Der 1. Dezember von Voltaire
Der Schluck aus der Flasche
Ein wenig nervös war Jasmin schon. Denn heute sollte sie die Eltern ihres zukünftigen Verlobten kennenlernen.
Heute am Heiligen Abend.
Für sie immer ein besonderer Tag – auch wenn er heute wohl ganz besonders sein würde.
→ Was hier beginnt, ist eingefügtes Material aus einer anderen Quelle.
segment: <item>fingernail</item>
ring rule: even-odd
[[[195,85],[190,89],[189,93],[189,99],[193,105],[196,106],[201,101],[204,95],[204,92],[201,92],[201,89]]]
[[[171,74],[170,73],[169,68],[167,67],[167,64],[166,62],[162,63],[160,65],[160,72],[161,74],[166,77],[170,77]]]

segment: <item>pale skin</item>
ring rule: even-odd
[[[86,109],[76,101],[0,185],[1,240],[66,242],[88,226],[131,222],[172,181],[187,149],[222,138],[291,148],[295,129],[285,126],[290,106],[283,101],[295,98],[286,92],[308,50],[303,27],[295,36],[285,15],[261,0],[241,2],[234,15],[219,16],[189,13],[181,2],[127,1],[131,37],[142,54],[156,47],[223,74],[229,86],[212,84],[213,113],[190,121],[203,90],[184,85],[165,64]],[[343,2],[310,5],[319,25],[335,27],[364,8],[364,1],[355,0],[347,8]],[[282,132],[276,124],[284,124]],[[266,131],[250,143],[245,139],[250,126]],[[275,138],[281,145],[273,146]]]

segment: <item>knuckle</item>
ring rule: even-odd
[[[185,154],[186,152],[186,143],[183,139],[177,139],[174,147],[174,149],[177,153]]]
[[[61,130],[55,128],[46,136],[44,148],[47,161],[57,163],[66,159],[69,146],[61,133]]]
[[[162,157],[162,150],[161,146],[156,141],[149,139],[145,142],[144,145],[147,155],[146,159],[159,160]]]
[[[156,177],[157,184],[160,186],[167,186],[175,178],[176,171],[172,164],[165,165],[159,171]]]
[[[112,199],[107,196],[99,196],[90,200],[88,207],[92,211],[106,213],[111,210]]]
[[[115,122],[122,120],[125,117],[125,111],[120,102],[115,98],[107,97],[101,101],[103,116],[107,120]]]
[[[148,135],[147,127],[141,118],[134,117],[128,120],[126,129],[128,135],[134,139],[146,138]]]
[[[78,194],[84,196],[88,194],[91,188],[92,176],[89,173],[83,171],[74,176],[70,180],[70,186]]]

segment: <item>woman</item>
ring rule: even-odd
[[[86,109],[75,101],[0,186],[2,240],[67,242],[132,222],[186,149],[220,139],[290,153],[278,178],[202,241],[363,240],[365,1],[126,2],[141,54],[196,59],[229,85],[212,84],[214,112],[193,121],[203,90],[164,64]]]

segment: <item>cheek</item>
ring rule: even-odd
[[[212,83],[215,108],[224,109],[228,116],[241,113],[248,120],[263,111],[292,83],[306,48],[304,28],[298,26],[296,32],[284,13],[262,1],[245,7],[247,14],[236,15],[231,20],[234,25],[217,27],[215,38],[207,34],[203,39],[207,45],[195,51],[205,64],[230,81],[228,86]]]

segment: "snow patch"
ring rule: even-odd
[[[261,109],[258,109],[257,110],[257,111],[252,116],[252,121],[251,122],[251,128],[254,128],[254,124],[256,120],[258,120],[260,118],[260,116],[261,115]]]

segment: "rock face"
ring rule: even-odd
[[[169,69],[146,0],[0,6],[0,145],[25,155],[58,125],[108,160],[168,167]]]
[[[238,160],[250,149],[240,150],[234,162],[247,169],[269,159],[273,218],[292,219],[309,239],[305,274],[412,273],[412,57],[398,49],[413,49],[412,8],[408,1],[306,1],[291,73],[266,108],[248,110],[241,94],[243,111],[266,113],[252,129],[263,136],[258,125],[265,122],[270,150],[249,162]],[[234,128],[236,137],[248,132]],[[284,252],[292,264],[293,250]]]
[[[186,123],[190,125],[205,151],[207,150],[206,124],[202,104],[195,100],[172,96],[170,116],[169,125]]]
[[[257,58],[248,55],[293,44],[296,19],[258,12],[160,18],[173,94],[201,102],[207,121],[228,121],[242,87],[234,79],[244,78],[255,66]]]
Kritisch überprüfte sie ihr Outfit.
Es war okay – nicht aufdringlich, nicht zu konservativ; ganz einfach aufgeschlossen fraulich.
Jasmin nahm sich ein Taxi. Diese Großzügigkeit sich selbst gegenüber, gönnte sie sich heute einfach mal. Es war schließlich nicht jeder Tag ein Heiliger Abend mit angehefteter Verlobung.
Franks Eltern wohnten in einer großen Villa (etwas protzig fand Jasmin). Das Haus war weihnachtlich geschmückt (weniger wäre hier wohl mehr gewesen). Aber egal – sie wollte sich ja nicht mit den Eltern verloben.
Sie läutete.
Ein junge Frau – offenbar eine Hausangestellte – öffnete.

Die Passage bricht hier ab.